If you ask Catalans about their favorite time of the week, you'll quickly notice that many mention something you may not have heard of: La hora del vermut (the hour of the vermouth).

Where do we know vermouth from? You know Martini of course, otherwise you see it on the cocktail menu and that's about it. High time to highlight this delicious snack. We do this on the basis of 4 questions.

  1. What is vermouth?

In wine terms, vermouth is a "fortified wine," just like Port and Sherry. On some drinks cards you sometimes come across Port, Sherry and Vermouth under the name: PSV. This means that there is wine in vermouth, but we'll get to that later. Vermouth is mainly produced and consumed in northeastern Spain (Catalonia), southern France and northwestern Italy. All on the Mediterranean Sea, where the weather is nice, where you can find good food everywhere and where we like to go on holiday. You have white and red vermouth. Both are normally made from white wine and the taste ranges from slightly sweet to sweet.

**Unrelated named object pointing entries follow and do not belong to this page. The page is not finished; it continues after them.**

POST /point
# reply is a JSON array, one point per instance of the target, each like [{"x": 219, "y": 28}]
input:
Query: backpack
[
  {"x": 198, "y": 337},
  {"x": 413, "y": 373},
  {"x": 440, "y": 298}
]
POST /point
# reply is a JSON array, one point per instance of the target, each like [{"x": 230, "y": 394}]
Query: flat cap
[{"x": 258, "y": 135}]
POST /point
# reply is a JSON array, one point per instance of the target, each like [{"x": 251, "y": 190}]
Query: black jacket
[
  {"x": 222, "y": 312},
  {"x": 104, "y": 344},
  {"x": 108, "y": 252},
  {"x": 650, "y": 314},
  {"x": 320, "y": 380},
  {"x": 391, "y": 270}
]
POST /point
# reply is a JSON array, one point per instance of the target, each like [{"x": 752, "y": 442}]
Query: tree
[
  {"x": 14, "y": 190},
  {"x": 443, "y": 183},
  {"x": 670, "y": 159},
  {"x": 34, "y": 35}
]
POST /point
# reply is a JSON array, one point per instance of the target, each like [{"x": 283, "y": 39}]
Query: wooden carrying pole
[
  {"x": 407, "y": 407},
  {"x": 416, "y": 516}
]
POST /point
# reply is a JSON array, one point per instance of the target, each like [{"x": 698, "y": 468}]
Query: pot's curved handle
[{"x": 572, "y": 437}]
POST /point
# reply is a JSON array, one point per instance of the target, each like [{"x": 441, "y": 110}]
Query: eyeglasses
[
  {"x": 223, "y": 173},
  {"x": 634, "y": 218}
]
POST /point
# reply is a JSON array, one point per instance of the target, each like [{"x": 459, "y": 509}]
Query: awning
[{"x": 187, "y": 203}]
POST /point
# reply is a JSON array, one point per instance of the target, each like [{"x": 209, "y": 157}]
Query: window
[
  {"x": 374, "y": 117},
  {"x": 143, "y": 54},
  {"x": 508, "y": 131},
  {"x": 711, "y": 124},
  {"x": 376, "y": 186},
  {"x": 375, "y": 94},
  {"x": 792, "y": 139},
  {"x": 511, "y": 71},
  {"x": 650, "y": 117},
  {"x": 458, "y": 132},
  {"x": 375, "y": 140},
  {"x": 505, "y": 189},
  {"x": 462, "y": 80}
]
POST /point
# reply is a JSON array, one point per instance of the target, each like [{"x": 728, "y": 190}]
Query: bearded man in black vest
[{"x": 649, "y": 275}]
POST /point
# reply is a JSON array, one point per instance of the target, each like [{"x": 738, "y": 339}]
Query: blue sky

  1. How is vermouth made?

Let's start by saying that every bar, family or bodega has its own recipe. There is therefore no fixed recipe for this, but a line can certainly be drawn. Vermouth is always wine-based. You also need spices, sugar and extra alcohol. Common spices for white vermouth include lemon zest, ginger, anise, and basil. For red vermouth, these are orange peel, cinnamon, nutmeg, licorice and cardamom.

So how do you make vermouth? The herbs you have chosen can be infused with basic alcohol of about 50% alcohol. You can do this in all kinds of barrels, even oak barrels. You can let this soak for as long as you want. Days, weeks, even months. The longer the infusion, the more flavor. You filter out the herbs and mix the alcohol with white wine in the ratio 1:3. The alcohol percentage has now dropped to 15-23%. Finally, sugar is added and in the case of red vermouth, a kind of caramel that gives the vermouth its brown, copper color.

  1. How do you serve vermouth?

The Catalans often drink vermouth during the 'hora de vermut'. That's the hour before lunch on the weekend, in other words between 12 and 1. A glass of vermouth as an aperitif with some snacks to get you in. The vermouth is then served with a few cubes of ice, a slice of orange and an olive in the glass.

vermouth food olives

  1. What do you eat with vermouth?

Vermouth is an aperitif and is therefore not drunk during meals in Spain. Some typical snacks for the vermouth are: Olives, canned seafood and natural chips. All savory, salty snacks to satisfy the appetite. In the Netherlands, vermouth and such snacks are ideal for a drink.

A sun, glass of vermouth, bowl with olives. Life is easy.